Nike and Outsourcing


      Sport goods producer companies have two options for manufacturing their products. They can own and operate the factories, or look for the ways of outsourcing. Facilities that are enough efficient for outsourcing, could be located either domestically or internationally. Outsourcing to domestic firms (US) gives advantage of easy monitoring, skilled workforce, well understood labor rules, but on the other hand it is relatively expensive if compared with outsource in developing countries. By manufacturing products overseas, in the third world economies, tremendous efficiencies are gained because of low salary expense, but in this case company has to face increased difficulty of monitoring the quality of their products and the uncontrolled working conditions in the factories.

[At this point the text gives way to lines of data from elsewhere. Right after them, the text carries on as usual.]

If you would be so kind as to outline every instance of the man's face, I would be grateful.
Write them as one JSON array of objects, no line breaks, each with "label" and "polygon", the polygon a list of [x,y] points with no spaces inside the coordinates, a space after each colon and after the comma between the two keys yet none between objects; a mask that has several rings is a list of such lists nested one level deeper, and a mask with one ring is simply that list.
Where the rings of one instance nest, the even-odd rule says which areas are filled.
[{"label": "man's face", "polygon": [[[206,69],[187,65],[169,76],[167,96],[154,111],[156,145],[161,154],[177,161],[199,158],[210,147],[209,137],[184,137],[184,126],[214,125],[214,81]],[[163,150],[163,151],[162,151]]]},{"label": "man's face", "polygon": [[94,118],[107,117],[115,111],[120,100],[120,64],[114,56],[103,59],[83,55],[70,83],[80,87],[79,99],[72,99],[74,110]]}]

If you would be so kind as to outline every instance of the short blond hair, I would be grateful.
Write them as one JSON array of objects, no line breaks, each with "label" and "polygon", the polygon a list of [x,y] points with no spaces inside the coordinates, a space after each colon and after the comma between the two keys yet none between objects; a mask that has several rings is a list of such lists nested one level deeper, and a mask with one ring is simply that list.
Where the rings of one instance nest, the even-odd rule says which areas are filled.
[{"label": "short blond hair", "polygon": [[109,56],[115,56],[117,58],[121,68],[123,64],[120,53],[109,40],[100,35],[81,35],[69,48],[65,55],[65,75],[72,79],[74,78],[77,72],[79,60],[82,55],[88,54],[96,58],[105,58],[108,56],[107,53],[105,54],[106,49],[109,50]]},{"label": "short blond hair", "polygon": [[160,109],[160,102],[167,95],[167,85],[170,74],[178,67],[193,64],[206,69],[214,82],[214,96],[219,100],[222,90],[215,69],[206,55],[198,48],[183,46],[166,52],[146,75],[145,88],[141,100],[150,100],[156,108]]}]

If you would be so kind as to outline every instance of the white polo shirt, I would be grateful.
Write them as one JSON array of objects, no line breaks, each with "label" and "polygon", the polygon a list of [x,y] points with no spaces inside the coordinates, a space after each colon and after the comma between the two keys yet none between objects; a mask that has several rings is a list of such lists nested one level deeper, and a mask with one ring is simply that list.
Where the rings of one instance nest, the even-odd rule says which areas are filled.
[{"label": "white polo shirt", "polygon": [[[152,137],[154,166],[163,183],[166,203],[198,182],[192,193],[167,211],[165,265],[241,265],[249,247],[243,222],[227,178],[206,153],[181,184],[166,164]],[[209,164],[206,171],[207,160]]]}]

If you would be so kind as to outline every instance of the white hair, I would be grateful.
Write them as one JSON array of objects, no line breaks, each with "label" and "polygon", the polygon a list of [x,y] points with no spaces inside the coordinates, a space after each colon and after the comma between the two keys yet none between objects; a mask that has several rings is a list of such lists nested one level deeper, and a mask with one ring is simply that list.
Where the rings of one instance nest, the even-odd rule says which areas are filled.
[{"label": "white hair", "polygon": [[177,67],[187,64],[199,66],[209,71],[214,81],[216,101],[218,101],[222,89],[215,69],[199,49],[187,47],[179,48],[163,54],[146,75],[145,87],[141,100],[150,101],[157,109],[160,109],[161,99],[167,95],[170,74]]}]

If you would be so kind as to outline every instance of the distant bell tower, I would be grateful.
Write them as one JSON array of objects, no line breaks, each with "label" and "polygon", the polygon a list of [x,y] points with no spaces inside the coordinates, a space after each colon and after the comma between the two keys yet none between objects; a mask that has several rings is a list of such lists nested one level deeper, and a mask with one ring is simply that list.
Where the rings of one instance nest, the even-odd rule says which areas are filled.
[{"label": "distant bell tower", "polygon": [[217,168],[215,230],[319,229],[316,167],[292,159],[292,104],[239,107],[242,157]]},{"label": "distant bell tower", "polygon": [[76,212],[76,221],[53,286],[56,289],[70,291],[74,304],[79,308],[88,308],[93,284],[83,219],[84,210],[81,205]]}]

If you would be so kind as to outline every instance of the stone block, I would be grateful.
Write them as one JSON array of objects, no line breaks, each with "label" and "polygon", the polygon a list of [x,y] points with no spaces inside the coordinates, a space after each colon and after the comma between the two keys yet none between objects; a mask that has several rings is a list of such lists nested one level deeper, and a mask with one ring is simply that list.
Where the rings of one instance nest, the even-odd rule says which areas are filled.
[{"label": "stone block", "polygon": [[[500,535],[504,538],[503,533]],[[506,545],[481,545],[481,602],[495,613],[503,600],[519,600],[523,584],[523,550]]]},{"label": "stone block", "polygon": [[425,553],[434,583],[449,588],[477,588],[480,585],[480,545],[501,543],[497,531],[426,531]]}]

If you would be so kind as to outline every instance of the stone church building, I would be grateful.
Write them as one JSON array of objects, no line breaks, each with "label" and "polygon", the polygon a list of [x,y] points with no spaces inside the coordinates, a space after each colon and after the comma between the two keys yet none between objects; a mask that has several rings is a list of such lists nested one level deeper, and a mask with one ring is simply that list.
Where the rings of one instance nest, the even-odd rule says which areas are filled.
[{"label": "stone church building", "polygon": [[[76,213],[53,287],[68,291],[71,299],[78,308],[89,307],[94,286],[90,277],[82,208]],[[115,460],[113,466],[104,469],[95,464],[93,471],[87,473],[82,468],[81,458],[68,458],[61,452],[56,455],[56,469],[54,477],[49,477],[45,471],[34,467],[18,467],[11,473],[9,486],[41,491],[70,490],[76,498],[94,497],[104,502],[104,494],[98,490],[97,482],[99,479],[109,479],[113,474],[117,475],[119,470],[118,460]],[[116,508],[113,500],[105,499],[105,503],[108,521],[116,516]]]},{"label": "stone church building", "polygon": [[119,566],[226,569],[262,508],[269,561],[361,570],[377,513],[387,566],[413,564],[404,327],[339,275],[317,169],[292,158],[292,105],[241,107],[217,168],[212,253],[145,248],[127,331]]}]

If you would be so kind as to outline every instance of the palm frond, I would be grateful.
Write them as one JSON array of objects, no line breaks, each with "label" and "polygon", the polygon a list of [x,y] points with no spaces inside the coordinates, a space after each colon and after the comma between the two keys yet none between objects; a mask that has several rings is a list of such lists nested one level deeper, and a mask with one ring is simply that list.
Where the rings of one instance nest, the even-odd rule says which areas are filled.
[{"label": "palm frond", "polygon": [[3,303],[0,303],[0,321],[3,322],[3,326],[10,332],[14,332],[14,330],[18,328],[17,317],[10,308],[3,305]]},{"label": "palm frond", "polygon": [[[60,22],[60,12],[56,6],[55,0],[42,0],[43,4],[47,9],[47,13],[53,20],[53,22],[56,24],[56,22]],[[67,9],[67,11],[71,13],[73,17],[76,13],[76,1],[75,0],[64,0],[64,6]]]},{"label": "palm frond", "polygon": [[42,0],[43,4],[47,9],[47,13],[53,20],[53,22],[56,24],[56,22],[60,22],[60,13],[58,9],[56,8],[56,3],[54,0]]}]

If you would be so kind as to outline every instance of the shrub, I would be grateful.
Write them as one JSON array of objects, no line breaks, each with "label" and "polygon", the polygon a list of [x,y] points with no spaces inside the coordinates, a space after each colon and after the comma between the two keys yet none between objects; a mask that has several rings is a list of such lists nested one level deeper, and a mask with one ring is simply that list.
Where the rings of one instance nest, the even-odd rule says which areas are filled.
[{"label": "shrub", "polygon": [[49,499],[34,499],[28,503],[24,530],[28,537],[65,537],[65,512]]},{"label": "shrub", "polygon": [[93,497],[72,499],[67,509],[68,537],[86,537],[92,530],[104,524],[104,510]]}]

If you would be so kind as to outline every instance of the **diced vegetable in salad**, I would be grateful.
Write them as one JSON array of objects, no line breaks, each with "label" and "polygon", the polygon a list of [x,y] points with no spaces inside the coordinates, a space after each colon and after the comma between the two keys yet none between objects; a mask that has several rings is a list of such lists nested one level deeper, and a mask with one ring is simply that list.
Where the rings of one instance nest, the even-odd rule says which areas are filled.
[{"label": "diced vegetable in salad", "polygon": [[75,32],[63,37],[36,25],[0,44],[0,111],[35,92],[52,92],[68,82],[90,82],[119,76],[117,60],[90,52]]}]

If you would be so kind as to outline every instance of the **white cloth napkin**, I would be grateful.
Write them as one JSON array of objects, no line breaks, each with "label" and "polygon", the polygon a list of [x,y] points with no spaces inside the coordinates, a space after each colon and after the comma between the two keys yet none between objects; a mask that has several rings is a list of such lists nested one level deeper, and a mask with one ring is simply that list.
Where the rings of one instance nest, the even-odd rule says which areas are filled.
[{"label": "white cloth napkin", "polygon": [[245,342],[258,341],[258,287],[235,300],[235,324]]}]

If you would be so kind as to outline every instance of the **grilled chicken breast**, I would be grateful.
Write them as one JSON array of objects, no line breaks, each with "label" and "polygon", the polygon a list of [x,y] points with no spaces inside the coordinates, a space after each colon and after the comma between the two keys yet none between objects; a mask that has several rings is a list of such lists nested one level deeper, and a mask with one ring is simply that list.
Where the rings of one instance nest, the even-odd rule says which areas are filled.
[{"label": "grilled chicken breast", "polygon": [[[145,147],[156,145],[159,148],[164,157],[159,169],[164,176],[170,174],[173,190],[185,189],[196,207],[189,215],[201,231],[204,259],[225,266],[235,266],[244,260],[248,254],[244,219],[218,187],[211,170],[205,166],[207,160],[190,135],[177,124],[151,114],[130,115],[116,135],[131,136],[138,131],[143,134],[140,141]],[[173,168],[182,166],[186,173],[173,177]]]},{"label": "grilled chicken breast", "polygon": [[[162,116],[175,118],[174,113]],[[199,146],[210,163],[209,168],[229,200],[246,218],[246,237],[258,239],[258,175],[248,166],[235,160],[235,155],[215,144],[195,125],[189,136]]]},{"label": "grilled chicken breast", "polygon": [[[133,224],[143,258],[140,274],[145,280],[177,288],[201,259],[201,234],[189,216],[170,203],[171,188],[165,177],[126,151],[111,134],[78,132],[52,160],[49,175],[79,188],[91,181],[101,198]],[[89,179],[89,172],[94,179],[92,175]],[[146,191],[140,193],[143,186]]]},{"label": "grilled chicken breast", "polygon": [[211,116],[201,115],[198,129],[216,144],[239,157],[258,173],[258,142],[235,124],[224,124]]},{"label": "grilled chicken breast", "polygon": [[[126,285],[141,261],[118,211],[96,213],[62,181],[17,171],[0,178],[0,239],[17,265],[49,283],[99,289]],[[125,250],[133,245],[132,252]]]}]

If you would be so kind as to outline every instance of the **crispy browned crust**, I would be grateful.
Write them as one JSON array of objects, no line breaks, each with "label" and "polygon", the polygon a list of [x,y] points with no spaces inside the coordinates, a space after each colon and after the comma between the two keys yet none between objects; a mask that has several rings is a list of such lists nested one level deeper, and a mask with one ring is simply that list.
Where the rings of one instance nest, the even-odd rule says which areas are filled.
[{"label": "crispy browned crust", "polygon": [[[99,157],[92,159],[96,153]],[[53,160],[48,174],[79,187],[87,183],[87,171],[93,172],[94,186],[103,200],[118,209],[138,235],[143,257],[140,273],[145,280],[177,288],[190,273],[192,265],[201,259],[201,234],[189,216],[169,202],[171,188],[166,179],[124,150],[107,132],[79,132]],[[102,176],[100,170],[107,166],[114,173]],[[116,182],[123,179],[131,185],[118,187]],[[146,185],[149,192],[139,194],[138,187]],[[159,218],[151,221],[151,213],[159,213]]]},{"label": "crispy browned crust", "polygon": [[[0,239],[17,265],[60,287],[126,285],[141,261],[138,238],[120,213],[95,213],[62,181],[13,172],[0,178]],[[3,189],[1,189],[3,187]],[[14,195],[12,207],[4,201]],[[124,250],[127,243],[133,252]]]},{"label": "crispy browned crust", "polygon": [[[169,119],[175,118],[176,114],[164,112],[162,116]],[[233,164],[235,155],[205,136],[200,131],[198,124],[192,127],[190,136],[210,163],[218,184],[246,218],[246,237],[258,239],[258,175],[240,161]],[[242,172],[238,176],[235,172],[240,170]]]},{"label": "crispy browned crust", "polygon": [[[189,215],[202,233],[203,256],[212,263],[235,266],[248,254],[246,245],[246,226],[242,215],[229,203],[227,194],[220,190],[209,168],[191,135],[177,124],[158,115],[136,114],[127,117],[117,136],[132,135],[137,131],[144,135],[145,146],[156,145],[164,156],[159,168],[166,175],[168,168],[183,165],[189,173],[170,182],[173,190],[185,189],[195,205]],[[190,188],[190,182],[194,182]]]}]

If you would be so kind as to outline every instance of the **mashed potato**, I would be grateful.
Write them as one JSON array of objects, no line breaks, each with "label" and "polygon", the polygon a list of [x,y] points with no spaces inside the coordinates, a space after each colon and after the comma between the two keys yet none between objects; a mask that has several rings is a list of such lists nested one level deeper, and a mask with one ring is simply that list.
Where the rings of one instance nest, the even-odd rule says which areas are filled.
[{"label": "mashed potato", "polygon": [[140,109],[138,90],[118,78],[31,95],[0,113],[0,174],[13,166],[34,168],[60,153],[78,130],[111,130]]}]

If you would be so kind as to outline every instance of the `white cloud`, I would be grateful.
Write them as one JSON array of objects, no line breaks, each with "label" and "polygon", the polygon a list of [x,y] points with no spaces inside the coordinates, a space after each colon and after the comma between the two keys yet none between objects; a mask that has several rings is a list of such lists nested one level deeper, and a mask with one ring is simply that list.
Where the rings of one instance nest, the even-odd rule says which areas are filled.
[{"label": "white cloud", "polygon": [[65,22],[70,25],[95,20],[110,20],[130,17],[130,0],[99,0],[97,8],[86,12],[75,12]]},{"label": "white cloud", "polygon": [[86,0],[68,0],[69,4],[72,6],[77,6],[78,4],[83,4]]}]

      Nike uses outsourcing strategy, using only subcontractors throughout the globe. It currently owns a 47% market share of the domestic footwear industry, with sales of $3.77 billion. Nike has been manufacturing throughout the Asian region for over twenty-five years, and there are over 500,000 people working for Nike. Vast majority of production comes from China, Indonesia, Vietnam, Philippines, Taiwan, and South Korea. Factories in these countries are owned by subcontractors, with the majority of their output consisting solely of Nike products. 
        To avoid pressure from customers and legal cases against the company, Nike employ teams of four expatriates per each of the big three countries (China, Indonesia, Vietnam), that focus on both quality of product and quality of working conditions, visiting the factories weekly. They also developed their code of conduct in 1992 and have implemented it across the globe. Its goal is to set the standard for subcontractors to follow. However, company still faces problems with executing code of conduct because most of the factories are owned not by the company, but by subcontractors. Factory conditions and human rights issues have been widely criticized by different pressure groups. Even though company responded these issues with Andrew Young report, the Dartmouth Study, and Ernst & Young’s continual monitoring, Nike still needs couple years to eradicate mentioned problems.